IBM is pursuing its on-demand mission not only through servers, services and middleware but now through development tools as well.
In its labs here at the Thomas J. Watson Research Center, IBM Research is building an overall development environment known as the On Demand Application Development Environment. The goal is to enable the company to not only respond to customer requests for tools more quickly but also to dramatically reduce the risk of bugs and errors being written into their software, according to Daniel Yellin, an IBM Distinguished Engineer and director of software technology services and software for IBM Research.
The environment consists of four parts: model-driven development, synergistic development, “morphogenic” systems and a next-generation programming model.
In terms of model-driven development, Yellin said IBM is intent on following both the Model Driven Architecture and UML (Unified Modeling Language) standards.

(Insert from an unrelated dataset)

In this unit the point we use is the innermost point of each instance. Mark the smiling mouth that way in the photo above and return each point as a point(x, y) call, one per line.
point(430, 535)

The companys acquisition of Rational Software Corp., a leader in both areas, has helped hasten IBMs adoption of the standards.
Nevertheless, Yellin added that many aspects of development still need “to be more formalized,” and implementing models and creating applications based on them are one way to go. In fact, for the insurance industry, IBM provides prebuilt UML models for developers.
Synergistic development is the process of making application development tools work together. In particular, IBM is working to ensure that all the tools that fall under the Eclipse open-source application development platform interoperate, Yellin said.
Morphogenic systems are based on a word Yellin coined that means systems amenable to integration. The ability to absorb new technology is often limited by the inability to integrate legacy systems with the new, he said. So in its morphogenic area, “part of our focusing is on refactoring,” he said. Refactoring is the process of restructuring code in a disciplined way so that applications can be ported to different environments or integrated with other systems.
Wes Williams, a software architect at AIM Investments Inc., in Houston, said that although various methods are being considered to simplify coding, a model-driven approach pays off for him. “With model-driven tools, the model is the code and not just a blueprint,” Williams said. “I create the visual model of the system at a structural level. To add collaborative behavior, I add operations to the objects that are responsible for carrying out their respective functionality.”
IBM has also been working with third-party tools and building some of its own tools in this “legacy transformation” area to do things such as build data models automatically from code and break up legacy code into smaller pieces, Yellin said.
For example, the company is developing what it calls Sabor, a tool that automatically implements Java programming best practices and is essentially a quality assurance tool that helps eliminate the possibility for a lot of bugs to be introduced into code, Yellin said.
IBM has the tool in its labs and plans to deliver it in shipping products—most likely the WebSphere Studio tools—at some point, the company said.